Interested parties can submit issues by methods other than the ELDN website: E-mail (eldn@leav-emh.army.mil), telephone (commercial (913) 758-3217 or DSN 585-3217), and U.S. mail. The mailing address is Command and General Staff College, Center for Army Leadership, ATTN: SGM Jessen, Eisenhower Hall Building #120, Room 151, 250 Gibbon Avenue, Fort Leavenworth, KS 66027-2314.

The issue will be reviewed and logged by the CAL Leader Development Office SGM to ensure the issue is a bona fide leader development issue. The review also determines a lead and assist agency, which is then tasked through the Sergeant Major of the Army to assess the issue. An issue might involve one of the Training and Doctrine Command (TRADOC) schools, for instance.

The proponent SGM for the school would become the lead agent, but he may need assistance from TRADOC, especially if the issue involves changing allotted time for a program of instruction. The TRADOC command sergeant major (CSM) would then be involved as the assisting agent. At the same time the lead and assist agencies are tasked, the issue would be sent to the field for discussion among senior SGMs and CSMs. The lead and assist agencies do the assessment of the issue. This includes conducting a needs assessment, drafting the recommendation, identifying points of contact, establishing milestones and completion dates, identifying resources, tracking discussion, developing COAs, reporting current status to the CAL proponent office, and assisting in briefing the Enlisted Leaders Development Council (ELDC).

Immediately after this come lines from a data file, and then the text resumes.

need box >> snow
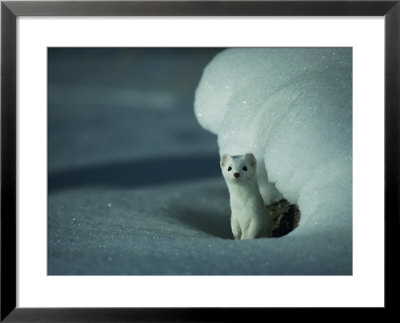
[48,48,352,275]
[195,48,352,270]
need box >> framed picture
[1,1,400,322]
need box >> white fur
[220,154,272,240]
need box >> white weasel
[220,154,272,240]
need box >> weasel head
[220,154,257,183]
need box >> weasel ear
[245,153,257,166]
[221,154,231,167]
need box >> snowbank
[195,48,352,251]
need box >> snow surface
[195,48,352,272]
[48,48,352,275]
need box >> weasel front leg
[231,216,242,240]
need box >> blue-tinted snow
[48,48,352,275]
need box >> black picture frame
[0,0,400,322]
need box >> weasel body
[220,154,272,240]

The next step in the network is for the CAL SGM to personally brief the members of the ELDC. This is done semiannually or as the Sergeant Major of the Army directs. The council receives briefings on all issues: proposed issues, current open issues, and issues completed since the last briefing.

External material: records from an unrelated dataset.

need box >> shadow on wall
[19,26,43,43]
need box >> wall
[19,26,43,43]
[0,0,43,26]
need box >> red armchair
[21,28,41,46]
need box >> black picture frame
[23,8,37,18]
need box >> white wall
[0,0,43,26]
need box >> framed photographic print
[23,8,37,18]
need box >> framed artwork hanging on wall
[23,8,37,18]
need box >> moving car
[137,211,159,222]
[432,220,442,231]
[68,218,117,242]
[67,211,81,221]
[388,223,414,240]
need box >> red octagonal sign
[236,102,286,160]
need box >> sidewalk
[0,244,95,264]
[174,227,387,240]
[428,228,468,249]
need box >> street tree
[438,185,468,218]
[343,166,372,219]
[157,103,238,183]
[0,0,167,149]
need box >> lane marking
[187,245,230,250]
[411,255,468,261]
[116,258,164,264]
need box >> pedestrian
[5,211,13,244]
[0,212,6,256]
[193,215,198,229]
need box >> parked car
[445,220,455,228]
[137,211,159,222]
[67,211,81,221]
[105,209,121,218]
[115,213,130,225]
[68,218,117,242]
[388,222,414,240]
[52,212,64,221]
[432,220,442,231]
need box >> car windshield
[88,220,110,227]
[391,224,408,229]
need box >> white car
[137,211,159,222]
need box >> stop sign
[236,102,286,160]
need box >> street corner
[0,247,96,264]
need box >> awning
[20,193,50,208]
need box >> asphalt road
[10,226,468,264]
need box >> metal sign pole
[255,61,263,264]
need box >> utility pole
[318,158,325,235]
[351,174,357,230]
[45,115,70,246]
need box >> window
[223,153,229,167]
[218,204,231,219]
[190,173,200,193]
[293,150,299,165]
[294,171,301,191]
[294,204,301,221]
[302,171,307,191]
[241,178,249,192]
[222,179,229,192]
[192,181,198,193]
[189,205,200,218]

Each member of the ELDC receives a "read-ahead" packet with the issues prior to the briefing

with the understanding that the SGM council member will get together with his or her commander. This is important because the SGMs must know their commanders' intent and have their support on the issue so that the right decisions are made when the council meets.

Although there will be some discussion, the council will determine at the briefing whether further assessment is needed; whether an issue has been resolved; or whether it will enter the LDSS because the issue cannot be resolved at council level. The issues that enter the LDSS are the issues that the council strongly recommends. However, because they involve dollars or human resources, they must go to the CSA for approval.

To ensure the ELDN "loop" is closed, the individual who originally brought up the issue is notified when the assessment and resolution of the issue is completed. The information is also posted on the ELDN webpage. We think that is a very important piece to "come to closure."

The beauty of the ELDN is that it eliminates the redundancy of issues being raised repeatedly at meetings and conferences without resolution, and establishes a one-source list of all issues and their current disposition. Perhaps most importantly, according to the spokesperson, "We spend the dime and save the dollar by allowing NCOs the opportunity to resolve issues quicker at the lowest level."